Artificial intelligence (AI) has come into its own for federal agencies. Federal IT professionals have acquired practical understanding of AI technology, and now they can concentrate on identifying use cases and employing the appropriate AI technology for the job.
Those are among the observations of two of IBM’s top U.S. federal market executives.
“We’ve gotten past the ‘help us understand the technology’ to agencies really beginning to get hands-on with the technology to understand and imagine what the future looks like,” said Susan Wedge, managing partner for the U.S. public and federal market at IBM Consulting. Now, she said, agencies are thinking about “how can they reimagine delivery of their mission, the outcomes that they can achieve.”
“The AI executive order certainly put into focus how agencies need to be thinking about AI and the adoption of AI,” Wedge said. “And we’re really seeing agencies make a shift.”
Generative AI operates differently than what you might call traditional AI. Therefore, said Mark Johnson, vice president of technology for the U.S. federal market at IBM, agencies should take a step-by-step approach to generative AI. The process involves “finding those use cases, applying generative AI [or other AI technologies] and seeing what comes out,” Johnson said. “Then iterating back again, as we discover some interesting things, and we realize we want to know more [about new] questions.”
For example, Johnson cited human resources and its sometimes-convoluted processes. Generative AI, he said, can reveal ways to simplify or re-engineer HR processes and make operations more efficient for HR practitioners. IBM has had success with AI in its own HR function, to the point that 94% of employee questions are successfully answered by the technology.
“That doesn’t mean there’s not a human in the loop,” Wedge said. “It means that a human is there to handle the more complex, more strategic issues.”
In all use cases, success in AI requires careful curation and handling of training data. Moreover, Johnson said, the algorithm or large language model you train must itself have guard rails to protect data.
“You don’t want to go just throwing [your data] out there onto the Internet, into some large language model that you don’t know the provenance of,” Johnson said.
More than software development
AI projects have some characteristics in common with software development, Wedge suggested. As with software development, it’s “important to curate the stakeholders that participate within those pilots or proofs of technology.” More than simply a technology and data exercise, AI projects must pull in a cross section of program managers and anyone else with an interest in performance, safety and efficiency of mission delivery, Wedge said.
Johnson said that, to a greater extent than in pure coding, you must involve users throughout the process.

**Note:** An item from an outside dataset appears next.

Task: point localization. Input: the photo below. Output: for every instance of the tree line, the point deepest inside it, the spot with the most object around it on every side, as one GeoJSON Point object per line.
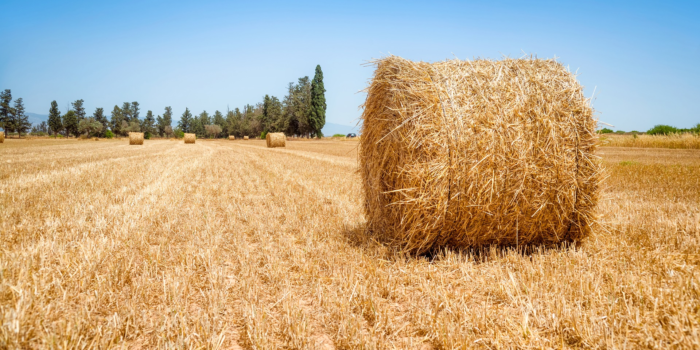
{"type": "Point", "coordinates": [13, 117]}
{"type": "Point", "coordinates": [302, 112]}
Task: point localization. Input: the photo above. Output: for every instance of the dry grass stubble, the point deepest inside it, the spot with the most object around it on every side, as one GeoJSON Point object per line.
{"type": "Point", "coordinates": [221, 245]}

AI touches “the mission of the agency,” he said. “And that’s where you must get it in the hands of those folks who know what they want the outcome to be. And then let them play with it.”
A crucial best practice, Johnson said, establishes oversight of the ethics and fairness of AI as deployed. He noted that IBM has its own internal AI ethics board.

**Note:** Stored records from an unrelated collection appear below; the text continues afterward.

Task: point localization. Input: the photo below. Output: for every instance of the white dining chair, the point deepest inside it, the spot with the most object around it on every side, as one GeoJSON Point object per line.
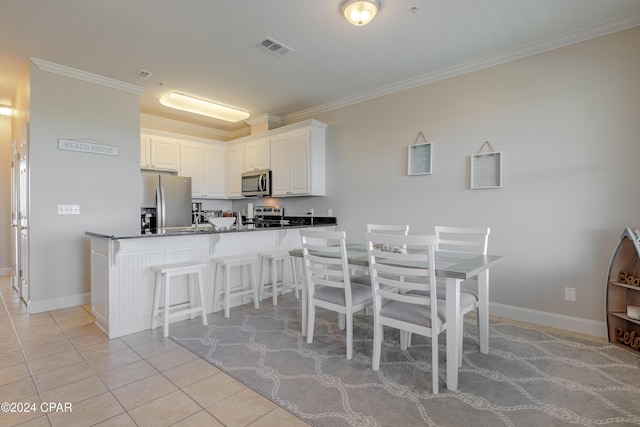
{"type": "Point", "coordinates": [401, 304]}
{"type": "Point", "coordinates": [329, 284]}
{"type": "Point", "coordinates": [473, 240]}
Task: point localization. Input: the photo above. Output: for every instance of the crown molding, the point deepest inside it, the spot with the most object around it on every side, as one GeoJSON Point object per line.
{"type": "Point", "coordinates": [566, 39]}
{"type": "Point", "coordinates": [264, 118]}
{"type": "Point", "coordinates": [85, 76]}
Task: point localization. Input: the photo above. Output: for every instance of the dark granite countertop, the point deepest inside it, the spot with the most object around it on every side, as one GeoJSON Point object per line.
{"type": "Point", "coordinates": [203, 229]}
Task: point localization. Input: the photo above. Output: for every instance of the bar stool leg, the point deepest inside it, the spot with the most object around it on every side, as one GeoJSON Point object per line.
{"type": "Point", "coordinates": [167, 291]}
{"type": "Point", "coordinates": [274, 278]}
{"type": "Point", "coordinates": [156, 301]}
{"type": "Point", "coordinates": [294, 276]}
{"type": "Point", "coordinates": [254, 285]}
{"type": "Point", "coordinates": [205, 321]}
{"type": "Point", "coordinates": [227, 288]}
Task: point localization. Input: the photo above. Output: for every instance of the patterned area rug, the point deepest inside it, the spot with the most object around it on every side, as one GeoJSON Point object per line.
{"type": "Point", "coordinates": [529, 377]}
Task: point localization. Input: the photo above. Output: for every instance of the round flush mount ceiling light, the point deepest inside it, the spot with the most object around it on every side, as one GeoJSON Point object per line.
{"type": "Point", "coordinates": [359, 12]}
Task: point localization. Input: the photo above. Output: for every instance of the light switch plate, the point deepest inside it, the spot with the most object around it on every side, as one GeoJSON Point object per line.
{"type": "Point", "coordinates": [68, 209]}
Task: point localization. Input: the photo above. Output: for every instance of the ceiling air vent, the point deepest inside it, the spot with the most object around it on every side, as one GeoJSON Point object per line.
{"type": "Point", "coordinates": [275, 47]}
{"type": "Point", "coordinates": [143, 74]}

Equally important: a governance setup to ensure AI outcomes stay within acceptable ranges, and avoiding the kind of drift that can affect generative AI such that at some point, one plus one fails to equal two, Wedge and Johnson said.
The most promising use cases “are not about the technology doing the work of a human, but about making the human more productive,” Wedge said. Case management provides another rich possibility, aside from HR.
“Multiple federal agencies are responsible for managing, responding to, engaging on various cases,” Wedge said. “Imagine if you could use generative AI to generate a summary of the case, and then enable that caseworker to drill down in specific areas.”